It’s one of those sex biases that we never even think about, but prior to puberty it is boys who get more migraines. Once those hormones hit however the ratio changes until by the time they are adults women are getting migraines three times more frequently than men.
Girls are most likely to have their first migraine headache in their teens and it usually occurs with the start of menstruation. This time of hormonal upheaval can be a factor in many conditions, but it does seem that the decline in the blood level of estrogen during the onset of menstruation is a trigger. It may be that it is the fluctuating levels of estrogen, rather than the estrogen itself, that are at the root of this condition. Our central nervous system is highly sensitive in responding to hormonal fluctuation and it is an entirely normal reaction.
How women are affected
Once out of the teenage years, there is a marked increase in the number of women suffering migraines, mostly after the age of 40. The good news is that it does seem to diminish once menopause starts, so that is one potential blessing!

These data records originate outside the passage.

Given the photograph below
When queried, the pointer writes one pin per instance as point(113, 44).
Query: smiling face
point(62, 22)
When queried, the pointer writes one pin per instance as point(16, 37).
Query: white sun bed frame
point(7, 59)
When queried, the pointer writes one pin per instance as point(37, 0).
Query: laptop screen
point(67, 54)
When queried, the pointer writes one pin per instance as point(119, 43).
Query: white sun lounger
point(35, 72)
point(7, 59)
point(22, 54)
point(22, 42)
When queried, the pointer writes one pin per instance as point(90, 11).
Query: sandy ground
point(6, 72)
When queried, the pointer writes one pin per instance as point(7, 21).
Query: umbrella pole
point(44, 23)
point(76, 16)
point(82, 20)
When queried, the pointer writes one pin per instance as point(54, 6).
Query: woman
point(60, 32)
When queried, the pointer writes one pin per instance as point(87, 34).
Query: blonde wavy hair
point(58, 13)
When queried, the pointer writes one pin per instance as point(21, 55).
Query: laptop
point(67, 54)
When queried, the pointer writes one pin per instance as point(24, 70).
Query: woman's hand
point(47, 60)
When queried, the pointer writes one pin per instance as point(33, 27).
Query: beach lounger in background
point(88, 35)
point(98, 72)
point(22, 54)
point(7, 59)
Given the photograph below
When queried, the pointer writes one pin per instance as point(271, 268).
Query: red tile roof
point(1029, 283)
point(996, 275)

Many women as part of their PMS symptoms do suffer from headaches, but they usually cease when the period starts. Migraines related to menstruation tend to happen 2 days before and 2 days after the period’s onset and the first day is when they are most likely.

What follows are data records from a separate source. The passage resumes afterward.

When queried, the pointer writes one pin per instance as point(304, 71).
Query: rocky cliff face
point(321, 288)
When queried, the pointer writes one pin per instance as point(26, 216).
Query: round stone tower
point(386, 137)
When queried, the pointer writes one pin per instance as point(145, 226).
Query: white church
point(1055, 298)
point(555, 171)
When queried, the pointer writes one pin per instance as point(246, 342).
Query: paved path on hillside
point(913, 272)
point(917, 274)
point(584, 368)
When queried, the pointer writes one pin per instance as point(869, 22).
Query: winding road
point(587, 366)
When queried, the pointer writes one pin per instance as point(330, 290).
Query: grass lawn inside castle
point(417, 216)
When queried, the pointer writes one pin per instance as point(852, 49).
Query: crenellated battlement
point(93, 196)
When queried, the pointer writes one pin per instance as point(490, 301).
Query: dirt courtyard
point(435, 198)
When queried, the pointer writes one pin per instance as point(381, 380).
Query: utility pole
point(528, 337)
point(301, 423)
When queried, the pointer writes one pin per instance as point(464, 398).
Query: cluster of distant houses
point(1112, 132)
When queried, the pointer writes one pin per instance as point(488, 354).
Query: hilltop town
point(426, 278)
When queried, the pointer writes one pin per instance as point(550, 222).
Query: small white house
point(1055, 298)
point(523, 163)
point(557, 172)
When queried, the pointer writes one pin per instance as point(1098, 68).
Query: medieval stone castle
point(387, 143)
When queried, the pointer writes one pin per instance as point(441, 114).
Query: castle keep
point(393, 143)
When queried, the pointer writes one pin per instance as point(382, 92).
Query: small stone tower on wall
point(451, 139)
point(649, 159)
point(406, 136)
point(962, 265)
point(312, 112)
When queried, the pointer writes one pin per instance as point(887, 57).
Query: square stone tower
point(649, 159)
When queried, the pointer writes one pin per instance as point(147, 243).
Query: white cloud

A headache is a headache, but migraine is unmistakable because of its distinct symptoms. The pain is intense and often on one side of the head only and you will be highly sensitive to light and sound. Nausea is common and any movement makes it worse with many experiencing disturbance to the vision – seeing flashing lights or an aura around objects.

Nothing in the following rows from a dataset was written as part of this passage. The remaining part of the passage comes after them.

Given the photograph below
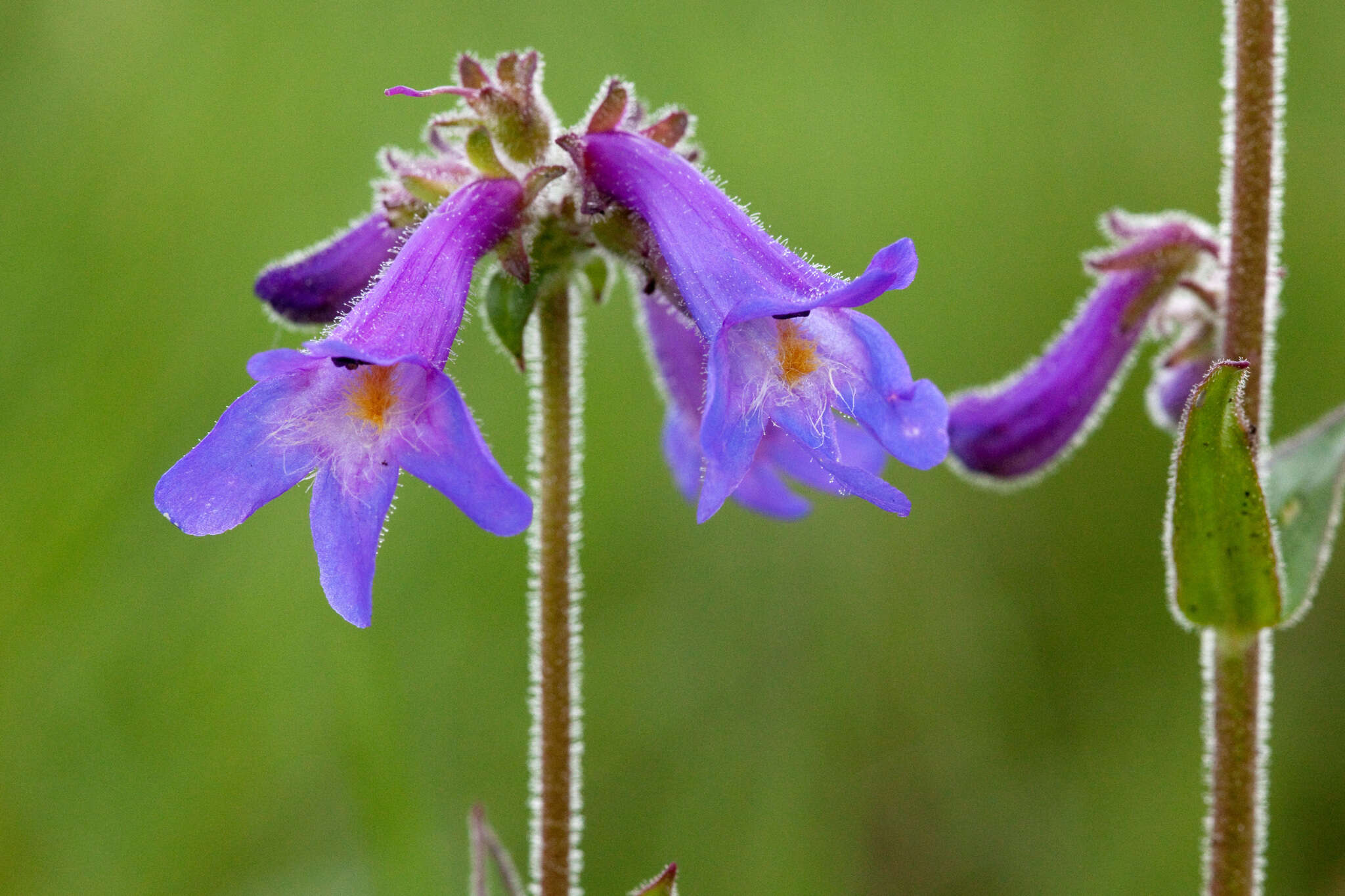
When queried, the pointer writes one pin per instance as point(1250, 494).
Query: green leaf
point(598, 276)
point(1222, 568)
point(508, 308)
point(662, 885)
point(1306, 484)
point(481, 152)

Some things can make it worse, the contraceptive pill for instance has been linked to an increase in migraines but some women have found that it has improved them – that hormone fluctuation may have been balanced out by the pill. If you are on the pill for either contraception, or to control heavy bleeding, then talk to your doctor about the dosage of estrogen you are receiving as the migraine risk is linked to that, and not the the progestin the pills contain.
What can help?
There is no permanent cure for migraines, though there are things that can help. First identify if you have a specific trigger that brings on your migraine and avoid it.
The most common triggers are:
* sleep disturbances
* hormone imbalance
* bright or flickering lights
* cigarette smoke
* monosodium glutamate
Natural help can include the mineral magnesium, the herb feverfew and 5-HTP. The latter is a compound produced in the body from the amino acid tryptophan to make the neurotransmitter serotonin and the hormone melatonin in the body.
Therapies that many have found relief with include acupuncture, chiropractic and biofeedback.
Dr John Lee – the pioneer of bioidentical progesterone cream usage – stated that women who regularly experience migraines find they are often linked to oestrogen dominance so that progesterone helps by rebalancing your hormones so this is less likely to occur.
Headaches are usually caused when the blood vessels are dilated which is often a feature of oestrogen dominance, but progesterone does restore normal vascular tone to counteract the dilation in a safe and natural way.
If the Migraine headaches tend to recur 4 to 5 days before the end of the menstrual cycle, this is called a Pre-Menstrual Migraine and is caused by rapidly dropping oestrogen levels. Dr. Uzi Reiss, in his book, “Natural Hormone Balance for Women “, advocates treating Pre-Menstrual Migraines with bio-identical oestrogen and bioidentical progesterone which stabilises hormone levels.
Dr. Broda Barnes points out that frequent Migraines can also be associated with low thyroid function. Even low blood sugar can be a causative factor however, if the headaches continue, then please go and see your doctor as a precaution.